The day Rebecca Skloot met Henrietta’s cousin Cootie, he explained that the Lacks family rarely spoke about illnesses or the dead. People knew about Henrietta’s cells, but they no longer said much about Henrietta herself. As he put it, "...her cells done lived longer than her memory.”

Cootie sent Rebecca to speak with another cousin, Cliff, who had been like a brother to Henrietta when they were children. Cliff gave Rebecca a tour of the home-house, which was now unoccupied and falling down from disuse. He also took her to the graveyard where most of the Lacks family was buried. A few of the graves had stones, but most, like Henrietta’s, were unmarked. Cliff found the stone for Henrietta’s mother and pointed out three unmarked graves nearby. He was pretty sure that one of them was Henrietta’s.

During the graveyard tour, Cliff mused aloud about how strange it was that scientists could keep a dead woman’s cells alive for so many years. He called it “a miracle” that cancer cells could be used to cure disease. Then he shouted at the ground, telling Henrietta that her cells had helped people.

Cliff also commented that Black and White members of the Lacks family were buried together in the graveyard. He chuckled about how “old white granddaddy” was buried among his Black family. He liked the fact that the slave owners of the past were buried among their Black relatives, and he said:

They spending eternity in the same place…They must’ve worked out their problems by now!

Throughout Rebecca’s research, the Lackses insisted that there was no racial ill-will in their community. However, they made frequent references to race during her interviews, and racial divides were very much present in their lives.
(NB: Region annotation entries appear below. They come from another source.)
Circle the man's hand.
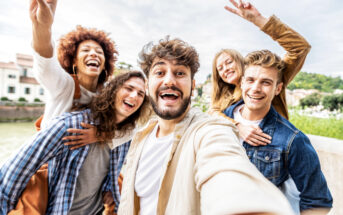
[224,0,268,28]
[237,123,272,146]
[63,122,103,150]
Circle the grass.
[290,113,343,140]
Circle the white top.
[233,104,262,145]
[135,124,174,215]
[33,46,95,128]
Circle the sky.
[0,0,343,83]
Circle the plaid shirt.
[0,109,130,214]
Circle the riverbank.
[0,105,44,122]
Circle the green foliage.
[197,87,202,97]
[116,61,133,70]
[287,72,343,92]
[289,113,343,140]
[322,94,343,111]
[300,93,321,109]
[18,97,27,102]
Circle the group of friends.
[0,0,333,215]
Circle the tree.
[300,93,321,109]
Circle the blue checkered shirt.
[0,109,131,214]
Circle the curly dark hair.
[57,25,118,86]
[89,71,151,140]
[138,36,200,79]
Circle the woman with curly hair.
[0,72,149,214]
[6,0,122,214]
[209,0,311,146]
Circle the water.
[0,122,36,166]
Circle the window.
[7,87,15,93]
[25,87,31,95]
[23,68,27,77]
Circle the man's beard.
[149,87,192,120]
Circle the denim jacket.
[224,100,332,211]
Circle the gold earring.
[73,65,76,75]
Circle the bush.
[322,94,343,111]
[18,97,27,102]
[289,112,343,140]
[300,93,321,109]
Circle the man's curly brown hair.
[57,25,118,86]
[89,71,151,140]
[138,36,200,79]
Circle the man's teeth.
[161,93,177,97]
[249,96,263,99]
[87,60,99,66]
[124,101,134,107]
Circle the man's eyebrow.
[151,61,166,68]
[262,78,274,82]
[127,84,145,94]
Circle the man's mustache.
[156,86,183,98]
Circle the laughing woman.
[210,0,311,146]
[10,0,117,214]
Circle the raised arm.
[194,120,292,214]
[30,0,57,58]
[225,0,311,87]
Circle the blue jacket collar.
[224,99,280,136]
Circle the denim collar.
[224,99,279,136]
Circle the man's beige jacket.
[118,109,293,215]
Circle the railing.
[308,134,343,215]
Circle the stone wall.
[0,106,44,122]
[308,135,343,215]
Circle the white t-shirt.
[135,125,174,215]
[233,104,262,145]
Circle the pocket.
[255,148,281,182]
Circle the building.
[0,54,45,102]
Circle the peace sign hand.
[224,0,267,28]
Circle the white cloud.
[0,0,343,82]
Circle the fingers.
[36,0,48,10]
[46,0,57,13]
[70,143,87,150]
[81,122,95,128]
[67,128,85,134]
[62,135,82,143]
[224,6,238,15]
[230,0,238,8]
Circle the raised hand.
[237,123,272,146]
[224,0,267,28]
[30,0,57,58]
[30,0,57,28]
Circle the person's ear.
[145,81,149,96]
[275,82,283,96]
[192,79,195,96]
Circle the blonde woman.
[210,0,311,146]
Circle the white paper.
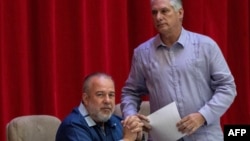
[148,102,186,141]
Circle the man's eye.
[109,93,115,97]
[97,93,103,97]
[152,10,157,15]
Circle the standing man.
[121,0,236,141]
[56,73,143,141]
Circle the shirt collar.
[155,28,187,48]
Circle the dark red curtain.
[0,0,250,140]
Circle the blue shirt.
[121,28,236,141]
[56,104,123,141]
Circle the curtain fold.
[0,0,250,140]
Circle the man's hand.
[176,113,206,135]
[137,114,152,132]
[122,116,144,141]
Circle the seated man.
[56,73,143,141]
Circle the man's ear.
[82,93,88,104]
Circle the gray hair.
[82,72,114,93]
[151,0,182,11]
[170,0,182,11]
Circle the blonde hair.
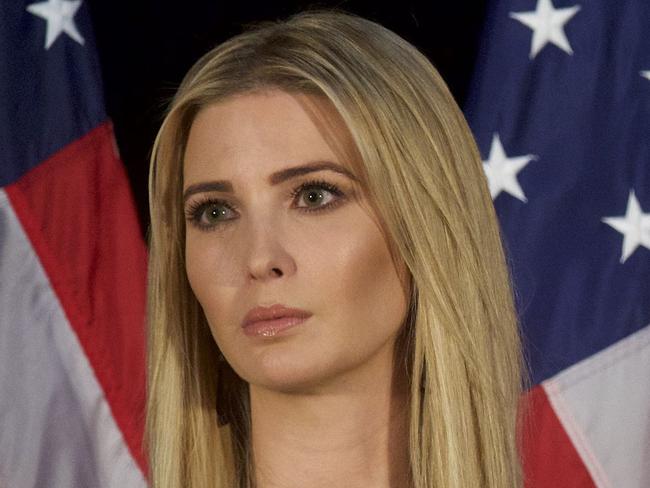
[145,9,524,488]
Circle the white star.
[510,0,580,59]
[27,0,84,49]
[602,190,650,263]
[483,134,537,203]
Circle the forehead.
[183,90,355,179]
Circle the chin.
[242,351,338,393]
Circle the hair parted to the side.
[145,5,527,488]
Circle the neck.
[250,346,410,488]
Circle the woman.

One indication of this is the fact that they did not know their White neighbors, who were also named Lacks, and who were probably distant relatives.

Henrietta’s great-great-grandfather was probably a White slave owner named Albert Lacks. He died shortly after the Civil War, and he willed part of his land to a group of former slaves. His brother Benjamin also left some of his land to his former slaves. There is no written record showing that Albert and Benjamin Lacks fathered these heirs, but the Black Lackses who remain in Clover, Virginia all believed that they were descended from these two men. The White Lackses, on the other hand, claimed that their ancestors had never fathered any Black children.